Механистическое объяснение постепенно отступит перед математической очевидностью, и в 1900 г. Макс Планк сформулирует квантовую теорию, этот математический факт, никакому объяснению не подвластный. После этого, как указывал сэр Артур Эддингтон, «всякий подлинный закон природы получил серьезные шансы показаться здравомыслящему человеку иррациональным». [39] Вспоминаются эйнштейновские часы и рейки: пружинные или песочные часы, привязанные к движущейся системе, идут в ином по сравнению с неподвижными часами ритме. Рейка-эталон (деревянная, металлическая или веревочная), привязанная к движущейся системе, меняет свою длину в зависимости от скорости системы […]. Зритель, перемещающийся одновременно с системой, никаких изменений не заметит, но зритель, который неподвижен по отношению к ней, констатирует отставание часов и сжатие рейки. Это необыкновенное поведение движущихся часов и реек связано с постоянным явлением света.
Принять эти факты было затруднительно, ибо они шли вразрез не только с накопленными предпосылками научного знания, но в равной степени с наиболее влиятельными философскими и идеологическими системами.
Нетрудно понять, почему эйнштейновская теория оказалась под запретом и почему усилия по ее простому и понятному самой широкой публике изложению были так редки, почему, как писал великий физик в 1948 г., «познания в данной области были открыты узкому кругу посвященных, и в людях уничтожали философский дух, принуждая их к тяжелейшей духовной бедности». Напомнив, «что научной истины не существует», Эйнштейн в самом разгаре эпохи инженеров вернул актуальность тому, что поэты и мистики XV века — например Николай Кузанский — называли docte ignorance [40] Ученое незнание (лат.). — Прим. пер.
то есть допущению незнания, а главное, не-видения, которое обеспечивает любому исследованию его исходный контекст, prime ignorance . [41] Исходное незнание (лат.). — Прим. пер.
В это же самое время мнимая беспристрастность объектива казалась надежной защитой от целого образного арсенала, приобретшего власть повсеместности, всевидение Бога иудео-христианской традиции. Можно было ожидать раскрытия фундаментального строения бытия в его тотальности (Хабермас), этого окончательного прощания с фанатизмом всякого верования и религиозной веры, которая стала бы в таком случае не более чем расплывчатым частным понятием.
Беньямин торжествует: «Фотография подготавливает целительное отчуждение между человеком и его окружением, открывая свободное поле, в котором всякая близость уступает место точному отражению деталей». [42] См. несколько отличающийся русский перевод этого высказывания из «Краткой истории фотографии»: Беньямин В. Произведение искусства в эпоху его технической воспроизводимости. М.: Медиум, 1996. С. 83. — Прим. пер.

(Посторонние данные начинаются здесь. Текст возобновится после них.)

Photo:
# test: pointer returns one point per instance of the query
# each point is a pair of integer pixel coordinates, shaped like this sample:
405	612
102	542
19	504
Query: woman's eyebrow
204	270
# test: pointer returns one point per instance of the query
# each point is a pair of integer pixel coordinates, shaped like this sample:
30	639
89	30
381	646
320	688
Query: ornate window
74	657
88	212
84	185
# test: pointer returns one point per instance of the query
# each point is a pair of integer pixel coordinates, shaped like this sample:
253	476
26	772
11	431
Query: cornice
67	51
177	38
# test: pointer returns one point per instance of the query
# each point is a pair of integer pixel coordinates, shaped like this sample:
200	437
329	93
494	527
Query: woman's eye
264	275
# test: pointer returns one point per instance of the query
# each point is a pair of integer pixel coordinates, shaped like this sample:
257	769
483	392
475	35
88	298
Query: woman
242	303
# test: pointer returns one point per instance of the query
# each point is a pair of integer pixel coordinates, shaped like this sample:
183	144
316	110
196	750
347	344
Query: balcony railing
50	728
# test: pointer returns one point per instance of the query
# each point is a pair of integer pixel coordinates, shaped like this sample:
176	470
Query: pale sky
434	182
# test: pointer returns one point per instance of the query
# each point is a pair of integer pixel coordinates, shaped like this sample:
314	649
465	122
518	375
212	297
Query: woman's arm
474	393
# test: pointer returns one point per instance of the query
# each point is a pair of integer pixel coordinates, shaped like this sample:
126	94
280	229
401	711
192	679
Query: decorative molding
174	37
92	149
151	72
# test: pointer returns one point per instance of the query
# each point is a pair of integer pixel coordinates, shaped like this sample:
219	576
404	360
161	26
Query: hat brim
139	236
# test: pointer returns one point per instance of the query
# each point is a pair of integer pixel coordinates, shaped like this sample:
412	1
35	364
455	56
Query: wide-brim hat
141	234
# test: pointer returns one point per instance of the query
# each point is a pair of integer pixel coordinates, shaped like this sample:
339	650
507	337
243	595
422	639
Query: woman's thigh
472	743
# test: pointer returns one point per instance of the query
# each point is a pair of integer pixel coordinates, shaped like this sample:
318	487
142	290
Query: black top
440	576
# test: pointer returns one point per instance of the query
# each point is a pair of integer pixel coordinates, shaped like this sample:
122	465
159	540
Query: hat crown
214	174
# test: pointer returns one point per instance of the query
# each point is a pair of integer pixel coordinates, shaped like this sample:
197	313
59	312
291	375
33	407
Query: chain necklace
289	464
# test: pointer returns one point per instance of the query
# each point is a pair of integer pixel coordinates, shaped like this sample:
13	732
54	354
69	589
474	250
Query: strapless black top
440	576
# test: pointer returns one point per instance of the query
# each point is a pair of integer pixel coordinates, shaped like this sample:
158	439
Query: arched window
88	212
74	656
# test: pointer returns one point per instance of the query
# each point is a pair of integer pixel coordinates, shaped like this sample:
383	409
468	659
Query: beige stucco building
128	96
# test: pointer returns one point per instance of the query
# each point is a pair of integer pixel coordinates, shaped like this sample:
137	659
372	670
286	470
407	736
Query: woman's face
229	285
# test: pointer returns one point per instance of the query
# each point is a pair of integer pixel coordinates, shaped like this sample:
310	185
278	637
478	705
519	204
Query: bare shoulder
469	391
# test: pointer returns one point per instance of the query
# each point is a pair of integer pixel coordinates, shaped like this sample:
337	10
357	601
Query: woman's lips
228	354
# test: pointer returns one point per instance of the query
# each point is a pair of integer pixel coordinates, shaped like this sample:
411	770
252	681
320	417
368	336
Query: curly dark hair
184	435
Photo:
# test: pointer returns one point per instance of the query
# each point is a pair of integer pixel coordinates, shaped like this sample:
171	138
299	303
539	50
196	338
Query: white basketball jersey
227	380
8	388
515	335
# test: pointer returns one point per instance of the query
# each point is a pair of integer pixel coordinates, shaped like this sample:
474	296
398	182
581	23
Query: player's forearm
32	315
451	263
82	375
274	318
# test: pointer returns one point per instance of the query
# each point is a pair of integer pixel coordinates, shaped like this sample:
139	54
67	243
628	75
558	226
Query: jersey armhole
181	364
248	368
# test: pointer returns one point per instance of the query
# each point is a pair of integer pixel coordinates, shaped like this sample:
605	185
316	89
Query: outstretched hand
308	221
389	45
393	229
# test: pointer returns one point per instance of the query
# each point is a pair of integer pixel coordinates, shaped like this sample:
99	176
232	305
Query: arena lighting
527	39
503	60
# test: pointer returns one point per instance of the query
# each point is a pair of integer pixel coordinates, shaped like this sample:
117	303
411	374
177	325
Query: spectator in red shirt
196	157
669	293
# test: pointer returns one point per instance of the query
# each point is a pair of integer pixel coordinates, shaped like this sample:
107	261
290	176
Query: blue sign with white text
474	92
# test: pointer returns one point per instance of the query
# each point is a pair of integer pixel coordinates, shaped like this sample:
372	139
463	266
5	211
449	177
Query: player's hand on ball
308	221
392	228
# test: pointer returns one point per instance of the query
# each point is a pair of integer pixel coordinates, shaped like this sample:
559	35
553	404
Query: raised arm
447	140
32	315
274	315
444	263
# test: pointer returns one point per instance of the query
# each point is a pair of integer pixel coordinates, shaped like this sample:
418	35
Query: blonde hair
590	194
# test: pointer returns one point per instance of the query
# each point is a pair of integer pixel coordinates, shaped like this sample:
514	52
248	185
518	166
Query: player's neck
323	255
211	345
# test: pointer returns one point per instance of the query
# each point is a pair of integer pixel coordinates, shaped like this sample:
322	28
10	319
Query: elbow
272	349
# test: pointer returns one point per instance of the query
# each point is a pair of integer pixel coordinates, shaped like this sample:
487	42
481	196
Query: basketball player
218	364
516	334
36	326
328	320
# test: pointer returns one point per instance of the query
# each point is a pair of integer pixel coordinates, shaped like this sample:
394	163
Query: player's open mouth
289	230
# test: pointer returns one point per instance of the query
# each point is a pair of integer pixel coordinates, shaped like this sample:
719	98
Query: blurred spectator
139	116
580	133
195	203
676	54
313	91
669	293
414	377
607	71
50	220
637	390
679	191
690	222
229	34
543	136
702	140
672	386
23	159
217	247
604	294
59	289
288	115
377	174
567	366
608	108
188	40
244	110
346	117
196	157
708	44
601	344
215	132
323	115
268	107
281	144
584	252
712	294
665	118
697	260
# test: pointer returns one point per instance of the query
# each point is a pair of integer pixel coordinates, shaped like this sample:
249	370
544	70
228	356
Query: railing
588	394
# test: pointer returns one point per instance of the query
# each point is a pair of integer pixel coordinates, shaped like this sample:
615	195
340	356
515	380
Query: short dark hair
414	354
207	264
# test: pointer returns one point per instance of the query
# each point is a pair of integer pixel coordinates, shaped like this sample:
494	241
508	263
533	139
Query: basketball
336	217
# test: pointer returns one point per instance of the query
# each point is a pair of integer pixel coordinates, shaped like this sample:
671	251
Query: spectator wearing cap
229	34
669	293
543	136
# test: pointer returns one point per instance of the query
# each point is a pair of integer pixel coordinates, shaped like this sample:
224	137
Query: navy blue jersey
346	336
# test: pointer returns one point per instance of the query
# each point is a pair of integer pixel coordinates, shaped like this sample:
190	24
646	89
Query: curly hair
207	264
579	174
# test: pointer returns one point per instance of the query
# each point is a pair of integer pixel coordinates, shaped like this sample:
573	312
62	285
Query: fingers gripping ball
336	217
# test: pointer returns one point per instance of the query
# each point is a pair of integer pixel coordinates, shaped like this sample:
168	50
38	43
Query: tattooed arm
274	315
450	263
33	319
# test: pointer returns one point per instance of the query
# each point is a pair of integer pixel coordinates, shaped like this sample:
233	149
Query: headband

Этим свободным полем является реклама, властвующая в пропаганде и маркетинге, технологический гибрид, в пределах которого зритель приобретает наименьшее сопротивление фатическому образу.
Признание того, что сущность невидима человеческому глазу, что все есть иллюзия и что научная теория, как и искусство, есть не что иное, как манипуляция нашими иллюзиями, противоречило политико-философским дискурсам, развивавшимся с потребностью в завоевании как можно большего числа людей, с претензией на непогрешимость и с явной склонностью к идеологическому шарлатанству. Предать огласке формирование ментальных образов, открыть их психофизиологические аспекты — носители их зыбкости и ограниченности — значило бы нарушить государственную тайну, вполне сопоставимую с военной, ибо она окутывает манипуляцию массами, внешне непогрешимую.
Это делает понятнее тот путь, каким множество мыслителей материалистического направления осмотрительно переходят, подобно Лакану, от образа к языку, к языковому бытию, которое почти на полвека занимает интеллектуальную сцену, и защищают его, как укрепленный город, запрещая всякую концептуальную открытость при поддержке фрейдо-марксистских сентенций и семиологических диатриб.
Теперь, когда зло свершилось, немного позабылись беспощадные конфликты вокруг различных форм репрезентации в нацистской Германии, СССР, а также в Великобритании и США.
Тем не менее, чтобы раскрыть его механику, достаточно прочесть воспоминания Энтони Бланта — маленькую, но показательную книгу, недавно вышедшую во Франции благодаря Кристиану Бургуа. Признанный эксперт в области искусства, его преподаватель и просто ценитель, дальний родственник английской королевы, Блант был также одним из самых примечательных тайных агентов XX века, состоявшим на службе у Советов. Политические пристрастия шли у него рука об руку с эволюцией эстетических вкусов, с его представлением об изобразительных системах.